Derrick Favors, PF/C
Derrick Favors was re-signed as a defensive anchor, so it shouldn't be terribly worrisome that the big man is less than 50 percent from the field at 47.6.
He's been solid at the things that earned him a four-year extension: rebounding and protecting the rim.
He leads the team in boards at 10.4 a game and in blocks at 1.7. He's also in double-figures in scoring at 13.6 because of his willingness to run the floor and attack the rim, both in transition and in half-court sets.
Right now, he's still pretty raw offensively, but if Favors' skill on that end ever catches up with what he does defensively, he has the potential to be a great player.
Gordon Hayward, SG/SF
On Wednesday night, Gordon Hayward had a dubiously historic game against the Pelicans. In NBA history, no player had ever gone 1-of-17 from the field, dished at least 11 assists and committed only one turnover before Hayward did.
That wild game says a lot about Hayward this season.
First, he's a pretty complete player. Hayward doesn't need to score to make an impact. He also had six rebounds in addition to the assists, and he was one of three Jazz players with a positive plus/minus rating for the game.
Not only does Hayward not need to score, he doesn't need to try so hard to do so. This wasn't Hayward's first awful shooting performance this season. He went 5-of-23 against the Spurs on November 15, and he's shot less than 50 percent in eight of Utah's 13 games.
It's starting to look like he's not a go-to scorer at this level, but he's still trying so hard to be.
Hayward doesn't really have the ball-handling ability or explosiveness to create great looks for himself, so he often settles for long two-point shots.
He wasn't a good mid-range shooter last season.
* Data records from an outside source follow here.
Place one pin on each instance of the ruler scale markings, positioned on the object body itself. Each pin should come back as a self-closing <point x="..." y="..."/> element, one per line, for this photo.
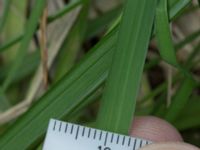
<point x="86" y="138"/>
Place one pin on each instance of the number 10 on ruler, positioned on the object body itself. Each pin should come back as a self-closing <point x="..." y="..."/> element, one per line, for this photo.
<point x="68" y="136"/>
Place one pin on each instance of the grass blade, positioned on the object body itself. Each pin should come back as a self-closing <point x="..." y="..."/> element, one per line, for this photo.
<point x="30" y="29"/>
<point x="167" y="52"/>
<point x="5" y="14"/>
<point x="121" y="91"/>
<point x="27" y="130"/>
<point x="63" y="98"/>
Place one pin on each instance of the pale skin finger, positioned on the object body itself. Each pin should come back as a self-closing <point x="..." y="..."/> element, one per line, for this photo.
<point x="165" y="136"/>
<point x="170" y="146"/>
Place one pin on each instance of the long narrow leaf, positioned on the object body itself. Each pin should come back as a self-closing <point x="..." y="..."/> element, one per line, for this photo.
<point x="62" y="98"/>
<point x="168" y="53"/>
<point x="121" y="91"/>
<point x="30" y="29"/>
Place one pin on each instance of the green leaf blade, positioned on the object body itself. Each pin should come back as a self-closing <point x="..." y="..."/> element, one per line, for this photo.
<point x="118" y="103"/>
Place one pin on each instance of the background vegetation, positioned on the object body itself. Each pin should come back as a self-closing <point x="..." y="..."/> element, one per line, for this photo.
<point x="97" y="63"/>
According to HoopData.com, Hayward shot 30 percent in the three- to nine-foot range, 36.1 percent from the 10- 15-foot range and 37 percent from 16 feet to the three-point line.
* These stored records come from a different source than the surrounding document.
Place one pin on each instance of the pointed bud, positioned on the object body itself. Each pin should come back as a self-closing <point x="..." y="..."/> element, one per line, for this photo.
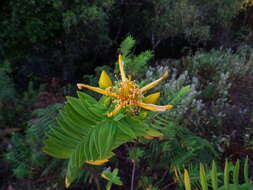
<point x="67" y="183"/>
<point x="152" y="98"/>
<point x="104" y="80"/>
<point x="97" y="162"/>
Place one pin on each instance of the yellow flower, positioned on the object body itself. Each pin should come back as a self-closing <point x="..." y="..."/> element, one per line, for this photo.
<point x="127" y="93"/>
<point x="97" y="162"/>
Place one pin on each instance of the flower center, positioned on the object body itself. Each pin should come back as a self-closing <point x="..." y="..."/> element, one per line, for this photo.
<point x="129" y="93"/>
Those numbers aren't any better this season, as evidenced by this shot chart.
Hayward has the potential to be a good scorer and shooter, just not as a No. 1 option. This season, he's leading the Jazz at 18.2 points a game, and in the role of lead scorer, his shooting percentages have suffered.
He's at 39.7 percent from the field and 30 percent from three-point range.
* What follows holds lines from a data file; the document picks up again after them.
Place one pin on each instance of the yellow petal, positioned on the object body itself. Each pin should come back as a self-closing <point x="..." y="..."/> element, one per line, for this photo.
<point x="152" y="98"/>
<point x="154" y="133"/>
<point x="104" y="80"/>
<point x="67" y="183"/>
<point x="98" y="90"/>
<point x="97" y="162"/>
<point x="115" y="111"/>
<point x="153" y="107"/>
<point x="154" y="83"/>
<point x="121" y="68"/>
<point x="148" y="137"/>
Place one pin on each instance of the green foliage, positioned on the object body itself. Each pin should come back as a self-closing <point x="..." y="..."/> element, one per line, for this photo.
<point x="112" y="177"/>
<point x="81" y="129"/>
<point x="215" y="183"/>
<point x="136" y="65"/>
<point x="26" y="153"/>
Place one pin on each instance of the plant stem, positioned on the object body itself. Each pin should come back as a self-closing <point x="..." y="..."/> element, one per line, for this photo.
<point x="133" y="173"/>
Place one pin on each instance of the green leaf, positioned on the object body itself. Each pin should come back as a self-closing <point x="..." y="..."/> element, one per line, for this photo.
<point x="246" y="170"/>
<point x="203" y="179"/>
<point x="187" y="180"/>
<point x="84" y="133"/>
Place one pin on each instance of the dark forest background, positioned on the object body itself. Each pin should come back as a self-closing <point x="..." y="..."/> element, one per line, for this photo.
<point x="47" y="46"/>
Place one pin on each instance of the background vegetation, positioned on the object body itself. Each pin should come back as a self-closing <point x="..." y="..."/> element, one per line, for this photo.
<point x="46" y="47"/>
All this may be a bit harsh, because the current makeup of the roster pretty much forces Hayward's hand—no one else can effectively create his own offense either.
Like I said before, he does so much more than score.
Wednesday night marked the second time he's hit double-digits for assists, and he's averaging 5.9 rebounds a game.
It might be time for Hayward to focus more on those things. This group may be best served with Kanter as the No. 1 option on offense, and Hayward's passing ability could help make him a force inside.